"Diejenigen von uns, die in der modernen Welt leben, existieren also in einem Zustand extremer Körperfremdheit. Die meisten von uns sind sich ihr Leben lang kaum ihres Körpers bewusst. Manchmal scheinen wir gar zu fühlen und zu handeln, als wären wir unseres Körpers ganz und gar verlustig gegangen. Es ist nicht so, dass wir nicht "denken", einen Körper zu haben. Tatsächlich verbringen viele Menschen einen großen Teil ihrer Zeit damit, über ihren Körper "nachzudenken" - wobei sie sich selbst Komplimente machen, sich um ihren Körper Sorgen machen, ihn schlecht machen oder gar auf selbstzerstörerische Weise damit umgehen. Doch selbst dann, wenn wir uns vermeintlich um unseren Körper kümmern, sind wir doch gewöhnlich nur in unserem Kopf. Wir sind nicht mit unserem wirklichen Körper in Kontakt. Wir haben Gedanken über unseren Körper, aber sehr wenig Erfahrung von unserem Körper selbst. .. Wir haben wenig direktes Gewahrsein des Körpers und wenig Beziehung zu ihm als einer tatsächlichen Realität in unserem Leben."
Diäten, Süchte, Sport, Sex, Psychopharmaka, Schminke, Mode .. mit diesen alltäglichen Dingen versuchen wir körperlich attraktiv zu sein, uns mit anderen zu verbinden oder die Schmerzen des Körpers zu betäuben. Da wir uns dabei oft überfordern, selbst verletzen und vergiften, ist es nicht selten die Folge, dass der Körper nicht mehr richtig funktioniert, wir uns unwohl fühlen, krank werden, emotionales Leiden nicht mehr auflösen können, Schmerzen, Angst und Verwirrung erleben.
"In all diesen Fällen greifen wir auf agressive Weise in die Körperprozesse ein und wirken seinen Versuchen, wieder ins Gleichgewicht zu kommen und sich selbst zu heilen, entgegen. Und in all diesen Fällen ist der Körper zu einem Objekt geworden, zu einem Sklaven unserer Wünsche....

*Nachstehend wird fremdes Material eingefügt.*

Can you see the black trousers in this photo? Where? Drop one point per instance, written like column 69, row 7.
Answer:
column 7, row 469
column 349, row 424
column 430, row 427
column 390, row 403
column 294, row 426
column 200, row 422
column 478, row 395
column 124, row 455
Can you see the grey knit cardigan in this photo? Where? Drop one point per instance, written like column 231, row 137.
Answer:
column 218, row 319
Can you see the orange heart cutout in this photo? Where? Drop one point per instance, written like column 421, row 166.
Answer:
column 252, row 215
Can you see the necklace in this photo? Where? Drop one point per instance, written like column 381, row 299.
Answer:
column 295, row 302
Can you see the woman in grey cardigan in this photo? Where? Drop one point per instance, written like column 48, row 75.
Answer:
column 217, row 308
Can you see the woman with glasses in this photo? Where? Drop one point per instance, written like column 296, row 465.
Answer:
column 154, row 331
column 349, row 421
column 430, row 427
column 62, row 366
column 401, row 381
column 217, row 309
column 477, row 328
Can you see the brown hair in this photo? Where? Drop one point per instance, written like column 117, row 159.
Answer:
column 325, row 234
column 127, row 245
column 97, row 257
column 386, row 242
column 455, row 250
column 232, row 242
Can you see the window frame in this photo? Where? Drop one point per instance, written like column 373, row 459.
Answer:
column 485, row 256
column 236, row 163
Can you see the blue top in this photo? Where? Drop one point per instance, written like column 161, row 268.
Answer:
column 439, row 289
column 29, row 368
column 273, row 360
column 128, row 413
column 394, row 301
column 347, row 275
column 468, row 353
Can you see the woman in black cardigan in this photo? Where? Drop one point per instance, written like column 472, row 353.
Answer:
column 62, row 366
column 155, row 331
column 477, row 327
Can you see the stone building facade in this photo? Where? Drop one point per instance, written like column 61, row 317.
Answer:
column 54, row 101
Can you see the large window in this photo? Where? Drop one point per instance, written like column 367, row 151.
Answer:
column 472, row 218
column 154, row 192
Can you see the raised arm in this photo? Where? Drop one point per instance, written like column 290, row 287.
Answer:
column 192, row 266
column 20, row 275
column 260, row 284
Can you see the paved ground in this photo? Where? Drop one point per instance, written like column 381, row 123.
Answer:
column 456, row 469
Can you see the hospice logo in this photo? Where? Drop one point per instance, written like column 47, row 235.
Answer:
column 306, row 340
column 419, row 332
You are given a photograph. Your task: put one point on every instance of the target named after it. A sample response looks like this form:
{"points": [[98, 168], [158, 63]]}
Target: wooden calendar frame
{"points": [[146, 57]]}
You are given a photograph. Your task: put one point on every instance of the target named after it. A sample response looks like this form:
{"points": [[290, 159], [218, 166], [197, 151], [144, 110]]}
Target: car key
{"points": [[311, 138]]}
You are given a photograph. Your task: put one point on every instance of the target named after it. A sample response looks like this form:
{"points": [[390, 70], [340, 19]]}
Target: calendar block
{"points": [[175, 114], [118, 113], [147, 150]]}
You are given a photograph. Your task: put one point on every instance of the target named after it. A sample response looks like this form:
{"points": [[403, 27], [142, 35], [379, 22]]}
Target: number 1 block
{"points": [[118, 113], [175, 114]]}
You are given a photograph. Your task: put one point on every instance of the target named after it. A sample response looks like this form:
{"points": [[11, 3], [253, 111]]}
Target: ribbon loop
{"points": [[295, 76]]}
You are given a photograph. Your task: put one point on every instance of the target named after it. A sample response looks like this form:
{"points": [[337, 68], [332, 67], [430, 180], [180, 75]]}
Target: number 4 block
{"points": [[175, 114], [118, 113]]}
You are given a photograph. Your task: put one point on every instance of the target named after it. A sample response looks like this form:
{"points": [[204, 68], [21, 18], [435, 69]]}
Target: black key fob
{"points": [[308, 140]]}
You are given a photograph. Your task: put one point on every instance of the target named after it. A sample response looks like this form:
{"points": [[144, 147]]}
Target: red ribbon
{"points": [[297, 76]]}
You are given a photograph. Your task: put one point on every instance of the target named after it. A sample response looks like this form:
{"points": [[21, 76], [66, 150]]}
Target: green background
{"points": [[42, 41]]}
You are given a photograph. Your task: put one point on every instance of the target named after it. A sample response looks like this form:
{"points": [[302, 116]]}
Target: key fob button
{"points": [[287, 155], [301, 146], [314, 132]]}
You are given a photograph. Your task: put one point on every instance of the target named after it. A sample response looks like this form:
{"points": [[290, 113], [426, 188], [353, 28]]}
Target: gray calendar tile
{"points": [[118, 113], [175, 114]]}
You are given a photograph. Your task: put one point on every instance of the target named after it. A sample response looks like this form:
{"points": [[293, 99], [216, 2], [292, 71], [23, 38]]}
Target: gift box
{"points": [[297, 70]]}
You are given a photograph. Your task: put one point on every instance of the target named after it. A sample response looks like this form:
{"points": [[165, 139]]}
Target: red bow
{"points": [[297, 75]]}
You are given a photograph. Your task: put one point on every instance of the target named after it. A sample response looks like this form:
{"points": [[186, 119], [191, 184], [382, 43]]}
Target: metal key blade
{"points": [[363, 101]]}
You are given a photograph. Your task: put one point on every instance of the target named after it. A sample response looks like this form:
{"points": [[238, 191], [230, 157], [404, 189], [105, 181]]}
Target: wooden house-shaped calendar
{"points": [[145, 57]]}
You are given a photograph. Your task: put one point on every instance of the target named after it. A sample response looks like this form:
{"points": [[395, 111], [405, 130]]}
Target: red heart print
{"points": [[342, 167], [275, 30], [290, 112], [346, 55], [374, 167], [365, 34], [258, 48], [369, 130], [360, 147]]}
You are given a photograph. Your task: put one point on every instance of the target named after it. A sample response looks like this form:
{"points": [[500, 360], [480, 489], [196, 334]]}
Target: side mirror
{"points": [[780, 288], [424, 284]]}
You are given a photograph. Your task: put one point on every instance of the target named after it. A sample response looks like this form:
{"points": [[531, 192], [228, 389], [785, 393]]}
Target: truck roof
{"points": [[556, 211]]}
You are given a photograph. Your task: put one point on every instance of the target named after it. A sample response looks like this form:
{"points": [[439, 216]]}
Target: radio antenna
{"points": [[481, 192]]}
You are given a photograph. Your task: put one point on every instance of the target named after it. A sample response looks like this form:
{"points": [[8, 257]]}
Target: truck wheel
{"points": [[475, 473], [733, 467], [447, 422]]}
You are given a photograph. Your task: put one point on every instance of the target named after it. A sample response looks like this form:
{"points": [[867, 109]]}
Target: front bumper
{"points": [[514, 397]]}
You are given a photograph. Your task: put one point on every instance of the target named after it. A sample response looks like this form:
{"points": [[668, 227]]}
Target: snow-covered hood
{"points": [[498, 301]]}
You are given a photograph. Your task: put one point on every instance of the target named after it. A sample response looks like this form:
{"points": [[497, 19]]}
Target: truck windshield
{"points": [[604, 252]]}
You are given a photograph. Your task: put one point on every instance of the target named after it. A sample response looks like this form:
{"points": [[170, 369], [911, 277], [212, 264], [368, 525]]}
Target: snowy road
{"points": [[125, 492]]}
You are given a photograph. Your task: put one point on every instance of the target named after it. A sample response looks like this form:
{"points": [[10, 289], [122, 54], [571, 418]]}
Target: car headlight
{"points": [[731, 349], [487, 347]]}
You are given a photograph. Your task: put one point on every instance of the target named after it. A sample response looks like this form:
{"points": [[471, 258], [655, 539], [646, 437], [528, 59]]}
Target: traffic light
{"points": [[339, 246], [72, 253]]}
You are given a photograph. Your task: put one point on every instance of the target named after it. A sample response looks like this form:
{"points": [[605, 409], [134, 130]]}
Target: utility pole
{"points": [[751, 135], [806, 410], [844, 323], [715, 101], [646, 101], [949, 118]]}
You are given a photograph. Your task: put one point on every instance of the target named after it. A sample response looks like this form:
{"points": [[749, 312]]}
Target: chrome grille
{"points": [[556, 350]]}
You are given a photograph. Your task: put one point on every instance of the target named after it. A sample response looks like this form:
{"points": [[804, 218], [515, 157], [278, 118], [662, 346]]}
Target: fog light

Unsere heutige Körperfremdheit ist so tief, dass viele von uns nicht mehr das geringste Zutrauen zum Körper besitzen und sich damit begnügen, ihn so weitgehend wie möglich zu ignorieren. Und natürlich überrascht es nicht, dass wir bei all dem nur selten ein Gefühl dafür haben, dass unser Körper ns an sich und aus sich heraus etwas zu bieten hat, ja dass der Körper in gewisser Hinsicht vielleicht intelligenter ist als unser bewusstes Ich und seine eigenen Intentionen besitzt, die uns - würden wir sie nur verstehen - überaus nützlich sein könnten.